Il mio quarantenne (il MIO), sta a letto fino a tardi  e gira per casa alla ricerca della propria strada ascoltando musica a tutto volume. Ha ancora la Rock Band con la quale suona cover anni ottanta in una cantina ammuffita con gli amici di sempre che chiama con i nomignoli di un tempo: “Lurido”, “Scroccone”, “Plettro”,“Anticaglie”. Nato in un’epoca in cui l’allattamento era tabù, va su e giù per il web in cerca di grosse tette e teste femminili pensanti, ha provato un po’ tutte le paraphilie, ma anche se non lo ammetterà mai, va in cerca un amore tenero e di figli che diano senso alla propria esistenza. Rassegnato e spesso depresso, soggiorna sui social network e crede grazie a essi potrà trovare una buona opportunità di riuscita: un giorno, chissà, forse. Ha la battuta pronta da liceale e ride spesso da solo di ciò che scrive. Tecnodotato porta avanti una quantità imbarazzante di “flirt” e mezze storie che finiscono prima o poi nel nulla, senza scenate né pianti, dimenticate, e basta. Il fatto che abbia figli non gli impedisce di portare avanti le sue fantasie, anzi, certi oneri rappresentano una ragione in più per farlo.
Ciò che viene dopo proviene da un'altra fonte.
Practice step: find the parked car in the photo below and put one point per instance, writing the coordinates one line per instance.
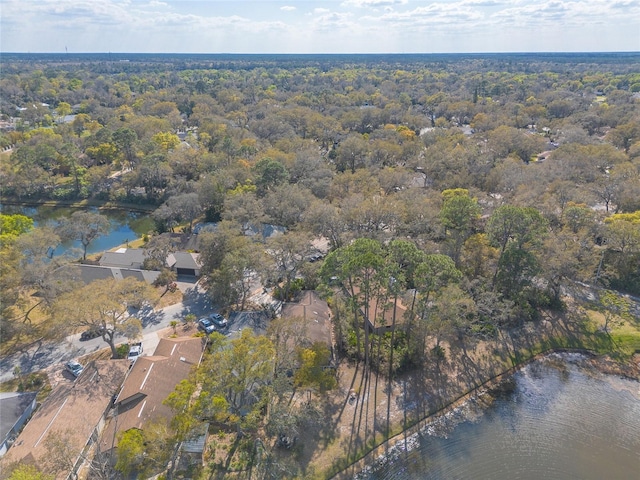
(135, 350)
(74, 368)
(206, 325)
(91, 333)
(218, 320)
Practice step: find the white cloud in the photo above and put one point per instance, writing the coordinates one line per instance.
(326, 26)
(372, 3)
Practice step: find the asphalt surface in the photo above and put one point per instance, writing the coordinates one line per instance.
(53, 356)
(45, 355)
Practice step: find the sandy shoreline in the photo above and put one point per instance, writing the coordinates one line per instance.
(470, 404)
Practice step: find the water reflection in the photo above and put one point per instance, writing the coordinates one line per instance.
(125, 226)
(561, 421)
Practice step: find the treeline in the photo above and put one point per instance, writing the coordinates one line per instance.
(362, 148)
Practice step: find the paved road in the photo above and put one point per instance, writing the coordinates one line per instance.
(41, 357)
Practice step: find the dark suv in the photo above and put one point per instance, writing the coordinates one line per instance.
(219, 321)
(206, 325)
(90, 334)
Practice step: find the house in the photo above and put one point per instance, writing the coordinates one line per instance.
(74, 415)
(88, 273)
(124, 258)
(15, 409)
(185, 263)
(149, 383)
(132, 259)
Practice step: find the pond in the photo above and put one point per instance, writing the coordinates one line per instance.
(125, 226)
(559, 420)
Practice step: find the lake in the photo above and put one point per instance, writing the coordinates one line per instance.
(560, 420)
(125, 226)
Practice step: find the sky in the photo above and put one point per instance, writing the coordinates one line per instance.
(315, 26)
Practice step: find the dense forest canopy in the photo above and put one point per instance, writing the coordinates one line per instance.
(342, 146)
(459, 196)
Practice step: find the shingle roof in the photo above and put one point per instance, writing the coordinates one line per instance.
(150, 382)
(184, 260)
(89, 273)
(73, 410)
(126, 258)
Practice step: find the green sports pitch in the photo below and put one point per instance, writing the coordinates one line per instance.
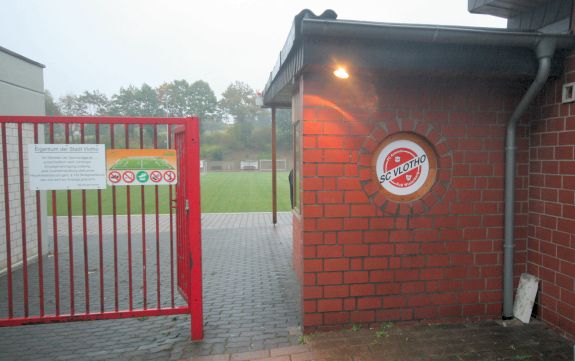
(143, 163)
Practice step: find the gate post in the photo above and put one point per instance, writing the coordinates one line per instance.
(192, 146)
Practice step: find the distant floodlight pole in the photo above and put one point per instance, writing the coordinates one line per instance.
(274, 169)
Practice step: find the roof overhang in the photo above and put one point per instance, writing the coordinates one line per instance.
(21, 57)
(405, 49)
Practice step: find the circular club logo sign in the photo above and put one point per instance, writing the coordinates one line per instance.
(405, 166)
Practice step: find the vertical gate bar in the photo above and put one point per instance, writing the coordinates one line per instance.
(39, 238)
(115, 227)
(169, 139)
(55, 237)
(157, 228)
(7, 215)
(274, 170)
(70, 236)
(85, 238)
(23, 219)
(192, 143)
(143, 199)
(101, 248)
(129, 218)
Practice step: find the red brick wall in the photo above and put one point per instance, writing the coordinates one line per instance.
(551, 237)
(435, 259)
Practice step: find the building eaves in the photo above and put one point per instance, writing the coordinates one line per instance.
(383, 41)
(21, 57)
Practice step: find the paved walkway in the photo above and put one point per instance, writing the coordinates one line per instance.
(250, 297)
(484, 341)
(251, 313)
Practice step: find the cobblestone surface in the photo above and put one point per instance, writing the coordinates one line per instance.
(251, 313)
(250, 297)
(483, 341)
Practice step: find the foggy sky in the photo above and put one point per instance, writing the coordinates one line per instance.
(105, 44)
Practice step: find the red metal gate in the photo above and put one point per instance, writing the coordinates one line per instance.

Vive il menage coniugale come qualcosa che accade, un fatale incidente del destino che gli ha dato per lo meno una parvenza di autonomia. Da convinto femminista non sente la frustrazione di essere un mantenuto, comunque sospende il giudizio: è ancora troppo giovane per darsi del fallito e va avanti come un mulo a forza di speranza. Tanto tempo libero gli offre l’opportunità di leggere, e lo fa con ogni cosa gli capiti tra le mani, compresi detersivi e riviste femminili. È un patito dei fumetti e conosce alla perfezione la storia di ogni disegnatore. Segue tutti i talk show mentre la consorte chatta con qualcuno e lui lascia perdere, rassegnato al più che possibile “chi la fa l’aspetti”. La sua rivoluzione comunque la fa sempre da lì, al di là del monitor con un gatto sulle gambe e una gran voglia di rinascere altrove.
Se lavora –qualche fortunato c’è- lo fa nel web, nella comunicazione e nei media (old & new).  Scrive tanto, di norma ha un blog, ma scrive anche racconti e romanzi dal sapore carveriano -almeno nella sintassi- da cui lancia invettive contro il mondo intero che non ha accolto il suo genio. Le donne, che descrive e vuole, sono depravate e bellissime, disposte a tutto e sempre pronte alla libidine: la propria, quella che non può sfogare su una moglie iper professionista e carrierista, la fidanzata del liceo, quella “meno troia delle altre” come diceva allora sottovoce all’amico di banco, e con la quale immagina di essersi “sistemato” per sempre.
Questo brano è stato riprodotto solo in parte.